Open isuruf opened 4 years ago
I'm not sure that is what that means.
Inside the cudatoolkit
package, there are things like libcudart.so.10.2
. If a library links against that (as cupy does, sorry Azure changed UI so will need to scroll), then it will be broken.
cc @kkraus14 @mike-wendt
The relevant text from the release is:
Also in this release the soname of the libraries has been modified to not include the minor toolkit version number. For example, the cuFFT library soname has changed from libcufft.so.10.1 to libcufft.so.10. This is done to facilitate any future library updates that do not include API breaking changes without the need to relink.
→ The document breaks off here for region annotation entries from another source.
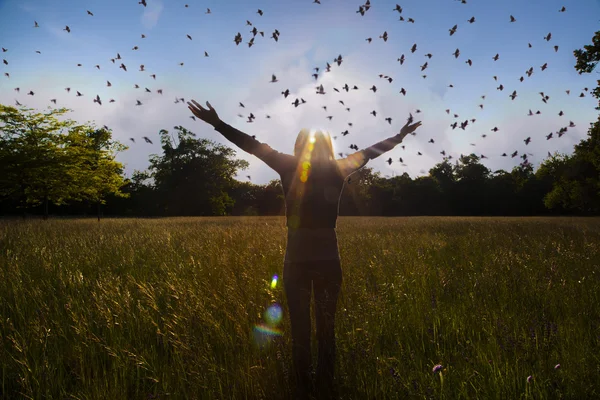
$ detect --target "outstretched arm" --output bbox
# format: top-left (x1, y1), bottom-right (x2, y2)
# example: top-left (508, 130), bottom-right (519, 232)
top-left (188, 100), bottom-right (289, 172)
top-left (338, 121), bottom-right (421, 176)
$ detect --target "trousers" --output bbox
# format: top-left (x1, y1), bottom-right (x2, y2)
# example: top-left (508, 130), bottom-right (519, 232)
top-left (283, 260), bottom-right (342, 399)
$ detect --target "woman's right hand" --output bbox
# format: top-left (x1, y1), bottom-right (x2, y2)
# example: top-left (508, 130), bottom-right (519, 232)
top-left (188, 100), bottom-right (221, 127)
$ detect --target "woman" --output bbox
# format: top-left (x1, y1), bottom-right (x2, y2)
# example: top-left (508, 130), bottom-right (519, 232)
top-left (188, 100), bottom-right (421, 398)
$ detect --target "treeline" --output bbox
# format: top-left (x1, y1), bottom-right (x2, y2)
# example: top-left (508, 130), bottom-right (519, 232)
top-left (0, 106), bottom-right (600, 216)
top-left (0, 31), bottom-right (600, 218)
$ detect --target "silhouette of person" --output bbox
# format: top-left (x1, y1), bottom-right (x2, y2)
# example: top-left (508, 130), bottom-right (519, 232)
top-left (187, 100), bottom-right (421, 399)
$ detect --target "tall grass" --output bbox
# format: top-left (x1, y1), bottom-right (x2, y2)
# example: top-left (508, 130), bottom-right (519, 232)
top-left (0, 217), bottom-right (600, 400)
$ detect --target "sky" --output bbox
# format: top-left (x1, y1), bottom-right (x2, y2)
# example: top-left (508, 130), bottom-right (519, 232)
top-left (0, 0), bottom-right (600, 184)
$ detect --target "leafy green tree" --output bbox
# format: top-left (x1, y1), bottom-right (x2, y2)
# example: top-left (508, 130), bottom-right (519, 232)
top-left (538, 31), bottom-right (600, 214)
top-left (149, 126), bottom-right (248, 215)
top-left (0, 105), bottom-right (123, 218)
top-left (573, 31), bottom-right (600, 110)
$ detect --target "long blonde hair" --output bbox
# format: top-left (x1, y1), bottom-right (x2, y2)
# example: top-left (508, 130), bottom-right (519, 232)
top-left (294, 129), bottom-right (335, 161)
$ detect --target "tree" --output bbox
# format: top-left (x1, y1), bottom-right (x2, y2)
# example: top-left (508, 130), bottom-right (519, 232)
top-left (538, 31), bottom-right (600, 214)
top-left (573, 31), bottom-right (600, 110)
top-left (149, 126), bottom-right (248, 215)
top-left (64, 125), bottom-right (128, 221)
top-left (0, 105), bottom-right (127, 218)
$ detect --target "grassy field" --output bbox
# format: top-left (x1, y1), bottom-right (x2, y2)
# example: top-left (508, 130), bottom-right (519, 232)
top-left (0, 218), bottom-right (600, 400)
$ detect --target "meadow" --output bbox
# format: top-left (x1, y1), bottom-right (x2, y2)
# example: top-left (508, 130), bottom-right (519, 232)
top-left (0, 217), bottom-right (600, 400)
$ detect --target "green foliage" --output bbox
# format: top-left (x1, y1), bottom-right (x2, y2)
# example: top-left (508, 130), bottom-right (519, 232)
top-left (573, 31), bottom-right (600, 110)
top-left (0, 105), bottom-right (125, 214)
top-left (149, 126), bottom-right (248, 215)
top-left (0, 217), bottom-right (600, 400)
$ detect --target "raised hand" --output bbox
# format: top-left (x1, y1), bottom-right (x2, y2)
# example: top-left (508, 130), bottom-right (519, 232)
top-left (398, 121), bottom-right (421, 139)
top-left (187, 100), bottom-right (221, 126)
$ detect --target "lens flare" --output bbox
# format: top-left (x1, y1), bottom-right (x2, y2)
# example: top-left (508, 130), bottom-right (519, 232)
top-left (264, 304), bottom-right (283, 328)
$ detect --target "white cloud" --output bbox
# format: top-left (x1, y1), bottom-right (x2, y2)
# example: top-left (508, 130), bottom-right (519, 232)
top-left (142, 0), bottom-right (164, 29)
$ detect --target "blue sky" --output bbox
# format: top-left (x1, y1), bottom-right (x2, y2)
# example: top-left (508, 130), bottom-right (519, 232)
top-left (0, 0), bottom-right (600, 183)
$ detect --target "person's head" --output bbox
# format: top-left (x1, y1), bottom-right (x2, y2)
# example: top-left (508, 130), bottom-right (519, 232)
top-left (294, 129), bottom-right (335, 161)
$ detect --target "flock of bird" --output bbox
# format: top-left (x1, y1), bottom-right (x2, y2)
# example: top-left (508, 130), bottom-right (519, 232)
top-left (2, 0), bottom-right (589, 178)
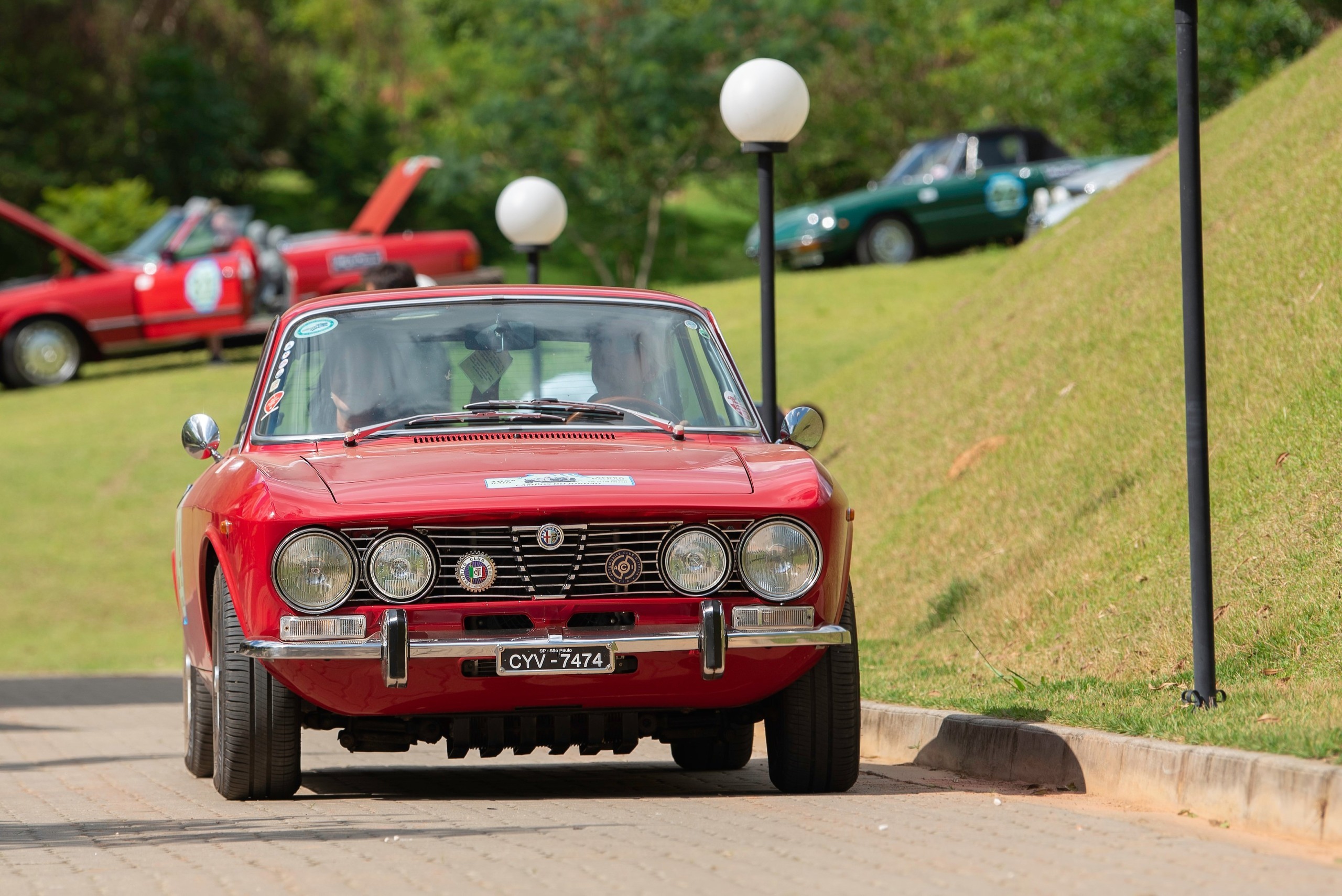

My experience is that although the soname only include the major version, relinking is still needed when switching between minor versions.
My experience is that although the soname only include the major version, relinking is still needed when switching between minor versions.
This is my experience too. Please don’t do this before we can confirm NVIDIA stabilizes its versioning scheme. Think about the nuisance of 10.1 Update 0/1/2 just not long ago...
My experience is that although the soname only include the major version, relinking is still needed when switching between minor versions.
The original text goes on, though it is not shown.